An operation for exertional angina is indicated if its cause is atherosclerosis of a limited area (about 1-2 cm) of the coronary artery, causing a narrowing of the lumen by more than 50%.

1. Endovascular – insertion of a thin probe through an artery in the inguinal region. Under x-ray control, the probe is carried up the aorta into the coronary vessels.

Having determined the place of narrowing, you can perform:

  • balloon angioplasty – expand the vessel by inflating the balloon at the end of the probe with air;
  • stenting – the installation of a stent (a small metal spring), which will not only temporarily expand the artery, but will also keep the walls from re-narrowing.
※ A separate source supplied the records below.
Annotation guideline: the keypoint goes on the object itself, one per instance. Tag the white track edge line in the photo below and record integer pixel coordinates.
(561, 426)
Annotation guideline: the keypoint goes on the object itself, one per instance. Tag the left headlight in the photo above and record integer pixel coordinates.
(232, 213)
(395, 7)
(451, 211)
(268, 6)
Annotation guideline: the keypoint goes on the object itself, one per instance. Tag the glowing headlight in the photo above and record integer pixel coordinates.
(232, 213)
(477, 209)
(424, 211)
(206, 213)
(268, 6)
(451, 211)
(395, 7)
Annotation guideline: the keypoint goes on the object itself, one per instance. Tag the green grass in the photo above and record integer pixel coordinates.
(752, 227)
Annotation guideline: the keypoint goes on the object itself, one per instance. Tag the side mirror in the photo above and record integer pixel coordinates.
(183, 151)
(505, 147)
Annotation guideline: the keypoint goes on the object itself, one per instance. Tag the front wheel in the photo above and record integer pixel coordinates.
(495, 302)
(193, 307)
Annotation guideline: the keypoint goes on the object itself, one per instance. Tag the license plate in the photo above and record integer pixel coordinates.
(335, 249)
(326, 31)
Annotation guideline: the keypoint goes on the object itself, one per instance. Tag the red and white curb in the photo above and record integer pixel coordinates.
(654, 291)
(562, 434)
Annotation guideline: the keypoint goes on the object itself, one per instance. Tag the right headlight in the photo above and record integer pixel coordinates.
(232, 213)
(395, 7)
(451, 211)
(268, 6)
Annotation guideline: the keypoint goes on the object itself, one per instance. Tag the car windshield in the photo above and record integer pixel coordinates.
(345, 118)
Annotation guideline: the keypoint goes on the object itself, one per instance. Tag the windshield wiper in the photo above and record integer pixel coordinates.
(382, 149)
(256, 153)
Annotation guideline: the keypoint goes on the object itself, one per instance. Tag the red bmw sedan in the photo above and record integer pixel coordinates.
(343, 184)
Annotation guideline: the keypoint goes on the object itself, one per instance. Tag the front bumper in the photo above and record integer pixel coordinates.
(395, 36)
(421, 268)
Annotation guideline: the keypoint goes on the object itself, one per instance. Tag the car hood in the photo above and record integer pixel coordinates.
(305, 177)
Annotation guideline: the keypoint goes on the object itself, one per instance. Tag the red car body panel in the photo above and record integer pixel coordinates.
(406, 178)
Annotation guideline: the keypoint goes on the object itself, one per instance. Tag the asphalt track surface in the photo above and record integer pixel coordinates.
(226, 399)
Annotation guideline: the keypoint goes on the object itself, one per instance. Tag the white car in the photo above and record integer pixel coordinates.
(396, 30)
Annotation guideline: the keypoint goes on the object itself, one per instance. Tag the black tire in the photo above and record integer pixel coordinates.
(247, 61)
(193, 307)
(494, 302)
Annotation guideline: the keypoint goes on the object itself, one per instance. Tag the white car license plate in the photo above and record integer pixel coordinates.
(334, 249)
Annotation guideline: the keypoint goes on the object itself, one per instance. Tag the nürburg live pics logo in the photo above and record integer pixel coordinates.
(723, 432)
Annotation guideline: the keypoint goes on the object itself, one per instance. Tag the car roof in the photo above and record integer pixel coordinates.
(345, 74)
Stable angina pectoris in women and men: symptoms, drugs, causes, diagnosis

Angina pectoris is a common disease that is often diagnosed by patients in the initial stages. And absolutely in vain, because some of its forms can lead to sad consequences. Does stable angina pectoris belong to such forms?

Features of the disease

Stable angina pectoris is a syndrome characterized by pain in the sternum, arising from attacks in response to physical or emotional stress. In men and women, it manifests itself identically, however, statistics say that the disease most often occurs in men over 50 years of age.

Since stable angina is a subtype of other forms, according to the ICD code, it fits several positions at once:

  • I20. Angina pectoris, common point
    • I20.1. A documented spasm form.
    • I20.8. Other types.
    • I20.9. Unspecified type.

Unlike unstable, stable angina pectoris occurs under certain conditions. That is, patients with a stable form know their limit of physical effort and can partly control negative symptoms. Patients with unstable angina pectoris suffer from seizures under various circumstances, for example, with effort and at rest, and nitroglycerin is not always able to eliminate this condition.

Next, we will consider the classification of stable angina pectoris and functional classes that are characteristic of angina pectoris.

In medical practice, there are 4 functional classes of angina pectoris:

  • First. Pain attacks are rare, disappear after a decrease in load. Strong pain can provoke pain and everyday activities, such as walking, are well tolerated.
  • Second. Angina attacks occur with fast or long walking, and nitroglycerin is needed to stop them. Most often, the pain appears in cold weather, in the morning, after eating or stress. Speed ​​up to 4 km / h is well tolerated by the patient.
  • Third. It manifests itself in painful attacks when performing daily tasks, for example, when climbing to the first floor. Speed ​​limited to 3 km / h.
  • Fourth. The patient can not perform even minimal work, pain attacks can occur even at rest.

A stable course of angina is characterized by a chronic course, however, it can be acute, occurring suddenly.

About the first signs of stable angina in women and men, read below.

The main cause of angina pectoris is atherosclerosis, which affects the blood vessels of the heart with plaques. A spasm of a long course can also lead to a decrease in myocardial blood supply, which is associated with hypersensitivity of vascular wall cells to fluctuations in the tone of the autonomic nervous system.

There are also certain risk factors that can lead to atherosclerosis and angina pectoris, respectively. The most significant factors are obesity and smoking addiction, which cause vasoconstriction. Risk factors also include menopause, oral contraceptive use, diabetes mellitus, physical inactivity and a genetic predisposition.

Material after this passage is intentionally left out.